When I was very little, before I lived on the Planet Charismatic, when we were just generic scrupulous Catholics, I went to a small Catholic kindergarten run by a group of religious sisters from Germany. My mother said that they came as refugees from the Nazis, and stayed as refugees from communism. In the Old Country, they had run orphanages. In this country, they ran a kindergarten and a daycare.

By the time I got to Kindergarten there were only three sisters left in the convent. All wore habits and frumpy nun shoes; each of them had masculine names feminized. Two of them were terrifying, ancient German women with strong accents, and the third was a slightly less ancient American woman. Her name was Sister Mary Thomasina.

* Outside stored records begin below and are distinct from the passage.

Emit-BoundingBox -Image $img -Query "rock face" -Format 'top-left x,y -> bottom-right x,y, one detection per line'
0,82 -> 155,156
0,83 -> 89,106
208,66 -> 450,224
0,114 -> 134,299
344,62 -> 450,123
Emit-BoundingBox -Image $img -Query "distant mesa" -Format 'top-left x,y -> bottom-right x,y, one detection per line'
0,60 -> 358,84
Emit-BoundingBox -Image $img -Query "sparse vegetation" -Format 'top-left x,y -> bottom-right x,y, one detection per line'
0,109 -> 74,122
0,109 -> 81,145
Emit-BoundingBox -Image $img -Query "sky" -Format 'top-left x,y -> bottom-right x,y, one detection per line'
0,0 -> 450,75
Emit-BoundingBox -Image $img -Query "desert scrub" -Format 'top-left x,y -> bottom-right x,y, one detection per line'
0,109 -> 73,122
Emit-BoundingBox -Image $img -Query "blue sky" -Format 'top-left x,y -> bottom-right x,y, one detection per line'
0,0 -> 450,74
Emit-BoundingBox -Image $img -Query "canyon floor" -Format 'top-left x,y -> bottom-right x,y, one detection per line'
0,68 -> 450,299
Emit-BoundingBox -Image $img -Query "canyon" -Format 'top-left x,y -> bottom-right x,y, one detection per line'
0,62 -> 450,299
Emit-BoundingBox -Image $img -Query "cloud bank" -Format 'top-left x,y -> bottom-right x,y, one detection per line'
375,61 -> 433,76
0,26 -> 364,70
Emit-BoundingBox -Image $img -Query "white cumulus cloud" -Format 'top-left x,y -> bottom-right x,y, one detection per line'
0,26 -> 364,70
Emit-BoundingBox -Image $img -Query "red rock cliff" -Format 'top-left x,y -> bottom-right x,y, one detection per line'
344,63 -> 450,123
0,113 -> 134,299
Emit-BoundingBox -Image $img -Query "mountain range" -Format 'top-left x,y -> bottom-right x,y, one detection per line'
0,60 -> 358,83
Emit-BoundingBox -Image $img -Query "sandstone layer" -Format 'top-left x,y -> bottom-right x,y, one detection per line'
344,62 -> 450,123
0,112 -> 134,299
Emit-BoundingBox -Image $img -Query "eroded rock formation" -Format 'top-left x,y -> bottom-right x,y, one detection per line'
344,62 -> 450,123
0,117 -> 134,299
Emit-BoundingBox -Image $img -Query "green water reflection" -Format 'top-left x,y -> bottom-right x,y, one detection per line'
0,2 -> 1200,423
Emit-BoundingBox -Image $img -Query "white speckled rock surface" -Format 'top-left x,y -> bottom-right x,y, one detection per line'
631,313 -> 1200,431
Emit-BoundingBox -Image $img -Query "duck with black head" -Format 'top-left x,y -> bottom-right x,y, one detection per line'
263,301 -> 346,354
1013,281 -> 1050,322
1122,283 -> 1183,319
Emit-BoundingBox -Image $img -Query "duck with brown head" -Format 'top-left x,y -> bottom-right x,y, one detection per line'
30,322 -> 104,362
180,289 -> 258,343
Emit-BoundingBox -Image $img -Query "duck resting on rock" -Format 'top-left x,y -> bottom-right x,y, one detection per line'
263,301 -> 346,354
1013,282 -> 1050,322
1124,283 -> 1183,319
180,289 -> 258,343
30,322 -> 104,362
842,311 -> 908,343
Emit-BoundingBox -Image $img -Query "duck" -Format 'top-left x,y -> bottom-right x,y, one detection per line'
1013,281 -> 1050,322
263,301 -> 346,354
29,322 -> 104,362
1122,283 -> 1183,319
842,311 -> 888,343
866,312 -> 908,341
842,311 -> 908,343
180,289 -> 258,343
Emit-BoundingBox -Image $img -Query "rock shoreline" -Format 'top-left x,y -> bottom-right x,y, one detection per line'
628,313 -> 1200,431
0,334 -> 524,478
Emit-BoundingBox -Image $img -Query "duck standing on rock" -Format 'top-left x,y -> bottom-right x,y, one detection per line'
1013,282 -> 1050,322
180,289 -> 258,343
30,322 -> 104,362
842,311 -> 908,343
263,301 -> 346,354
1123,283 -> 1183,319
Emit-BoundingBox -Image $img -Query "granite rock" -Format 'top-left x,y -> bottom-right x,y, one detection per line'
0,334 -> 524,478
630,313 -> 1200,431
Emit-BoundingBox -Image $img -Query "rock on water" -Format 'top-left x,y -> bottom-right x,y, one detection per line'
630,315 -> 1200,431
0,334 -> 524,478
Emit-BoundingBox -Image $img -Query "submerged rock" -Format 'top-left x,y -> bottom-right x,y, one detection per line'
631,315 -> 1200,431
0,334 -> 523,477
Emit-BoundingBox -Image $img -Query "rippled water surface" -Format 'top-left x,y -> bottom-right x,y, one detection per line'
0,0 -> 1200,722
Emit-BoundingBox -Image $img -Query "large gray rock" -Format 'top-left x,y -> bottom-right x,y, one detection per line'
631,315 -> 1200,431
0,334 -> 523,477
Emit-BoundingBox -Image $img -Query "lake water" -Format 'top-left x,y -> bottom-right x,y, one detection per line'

Sister Mary Thomasina was peculiar. She never used an eraser, but wiped the blackboard clean with the side of her hand. She referred to Saint Anthony as “Tony;” she would snap her fingers when she lost an item on her desk and say “Come on, Tony.” It worked every time. Once, she stopped in the middle of a lesson on the letter L to tell us what leprosy was, and about the ten lepers who were cleansed when only one remembered to say “Thank you.”

Sister Mary Thomasina taught us to pray. “Fold your hands. What do we do when our hands are like this? Do we play when our hands are like this? Do we cook dinner when our hands are like this? Do we wash the clothes when our hands are like this? What do we do? We pray.” We prayed at the start of every day, after we tidied up the toys. We prayed for our families and loved ones, and for the soldiers who were fighting in the first Gulf War– Sister Mary Thomasina called them “boys” and not men, and made us do so as well. We stopped what we were doing to pray a Hail Mary every time we heard an emergency siren. I still do to this day.

Sister Mary Thomasina told me that it was a sin to pray for someone to be hurt. You should pray for everything but that. Bring everything to God, say anything you want to Him, except that. When you are angry, it’s a sin to pray against the person you’re angry with; it’s a sin to pray for bad things to happen to them.

I took this to heart, as little children do. I still believe it. As I’ve grown older, I’ve been hurt many times and been angrier than I could have imagined possible. I’ve come to the conclusion that God understands trauma, and isn’t too terribly offended when a wounded person sobs that evil people be wounded in turn; best to bring everything in your own heart to His, and to let Him guide you to letting anger go. Still, I believe it’s a sin if you truly, with premeditation and a calm mind, pray for your neighbor to suffer misfortune and mean it.

I don’t even think it should be called prayer.